TWIN FALLS — For the majority of the Summer and Fall, many regional hospitals faced the issue of being at or near full capacity as well as dealing with staffing issues. However, now that case numbers are going down and vaccines are coming into play, it is not as hectic.
Staff members are both excited and relieved as daily operations are beginning to run more normally once again. According to the South Central Health District’s most recent numbers, from February 10th to the 16th they reported 150 new cases district-wide. In comparison to a month ago, from January 10th to the 16th there were 460 cases district-wide which is nearly a 68% decrease.
As case numbers continue to drop, it results in fewer hospitalizations. Brianna Bodily, the Public Information Officer for the health district said, “The majority of our hospitals were at minimal to no impact from COVID-19. So, back into yellow or green levels as far as the risk matrix goes.”
St. Luke’s Magic Valley currently has a total of 87 patients with only 9 of them being hospitalized for COVID. While that number still makes up for 10% of the hospital’s population, it is much better than in comparison to November when the hospital was experiencing nearly half of their total patients being positive for COVID.
Dr. Joshua Kern, the VP of Medical Affairs for St. Luke’s Magic Valley, said, “Basically we’re at the point where we are at a normal… sort of capacity for care, able to provide our normal level of service at the hospital.”
A factor that contributed to being near capacity for the hospital was because of staff out sick with COVID. However, now that vaccines have come into play, this is not happening as much. Therefore the hospital is well equipped with hands-on deck, ready to work.
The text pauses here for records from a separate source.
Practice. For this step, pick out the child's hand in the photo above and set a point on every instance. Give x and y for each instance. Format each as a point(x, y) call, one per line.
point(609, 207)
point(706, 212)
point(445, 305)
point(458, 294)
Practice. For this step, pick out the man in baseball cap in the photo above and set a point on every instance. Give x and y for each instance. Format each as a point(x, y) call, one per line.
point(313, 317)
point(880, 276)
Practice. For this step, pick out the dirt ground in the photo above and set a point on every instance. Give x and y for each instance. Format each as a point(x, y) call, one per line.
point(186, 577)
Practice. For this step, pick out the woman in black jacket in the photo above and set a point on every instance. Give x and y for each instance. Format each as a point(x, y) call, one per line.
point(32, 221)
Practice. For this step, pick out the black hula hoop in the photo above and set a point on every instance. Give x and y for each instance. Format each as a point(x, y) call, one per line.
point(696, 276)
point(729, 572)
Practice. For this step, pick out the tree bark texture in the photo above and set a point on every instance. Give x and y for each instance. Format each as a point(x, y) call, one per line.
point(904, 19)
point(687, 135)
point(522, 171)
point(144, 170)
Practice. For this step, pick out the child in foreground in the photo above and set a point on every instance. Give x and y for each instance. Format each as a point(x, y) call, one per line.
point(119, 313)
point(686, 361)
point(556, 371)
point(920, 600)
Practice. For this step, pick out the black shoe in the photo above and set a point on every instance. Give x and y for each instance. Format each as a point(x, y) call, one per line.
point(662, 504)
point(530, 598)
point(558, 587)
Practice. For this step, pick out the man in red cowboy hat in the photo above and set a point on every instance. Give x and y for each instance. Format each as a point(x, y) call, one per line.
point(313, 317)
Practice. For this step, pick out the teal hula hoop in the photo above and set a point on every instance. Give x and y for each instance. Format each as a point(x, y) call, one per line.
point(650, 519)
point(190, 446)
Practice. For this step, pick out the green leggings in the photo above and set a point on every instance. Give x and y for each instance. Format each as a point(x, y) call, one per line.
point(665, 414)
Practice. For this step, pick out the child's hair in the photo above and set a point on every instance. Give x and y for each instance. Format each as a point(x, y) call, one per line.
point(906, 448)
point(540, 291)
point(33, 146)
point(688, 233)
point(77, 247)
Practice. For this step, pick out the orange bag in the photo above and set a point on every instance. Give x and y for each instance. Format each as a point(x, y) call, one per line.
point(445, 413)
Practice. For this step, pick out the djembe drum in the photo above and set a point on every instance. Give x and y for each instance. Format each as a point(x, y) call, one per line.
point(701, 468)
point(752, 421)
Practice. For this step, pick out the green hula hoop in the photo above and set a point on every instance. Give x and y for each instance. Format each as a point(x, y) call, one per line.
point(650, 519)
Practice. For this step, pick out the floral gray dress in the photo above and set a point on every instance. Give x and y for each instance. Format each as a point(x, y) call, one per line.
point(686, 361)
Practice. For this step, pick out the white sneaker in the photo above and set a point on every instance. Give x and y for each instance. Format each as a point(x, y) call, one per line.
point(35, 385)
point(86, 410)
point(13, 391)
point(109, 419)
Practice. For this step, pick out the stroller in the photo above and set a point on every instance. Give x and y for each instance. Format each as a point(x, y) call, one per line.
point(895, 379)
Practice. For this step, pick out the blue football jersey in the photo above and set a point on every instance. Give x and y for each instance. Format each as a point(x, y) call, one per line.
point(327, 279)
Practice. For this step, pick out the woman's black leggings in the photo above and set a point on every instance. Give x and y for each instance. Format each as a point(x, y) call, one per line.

“I think overall for St. Luke’s entirely, we’re somewhere north of 80% of employees have gotten the vaccine…I can’t tell you exact numbers on the first or second or shot but most at this point have gotten their second shot,” said Dr. Kern.
Now that the daily workload has gone back to a more normal pace of what the hospital is familiar with, the staff is having to play catch up.
Dr. Kern said, “We’ve recovered some of the backlog and some of the elective surgical cases that we had to put off when things were so busy back during the peak.”
Officials from both the Health District and St. Luke’s want people to remain vigilant in taking safety protocols to help continue the downward trend. They also want people to do this so that the hospital does not get full again and result in potentially having to refuse care for someone in need.
“COVID or not we all need to have access to emergency care so that if we do have something like, somebody goes into labor, somebody breaks an arm, somebody has an accident with machinery. Something like that, those everyday things that we deal with in and outside of a pandemic, that those people have access to the emergency care that they need,” said Bodily.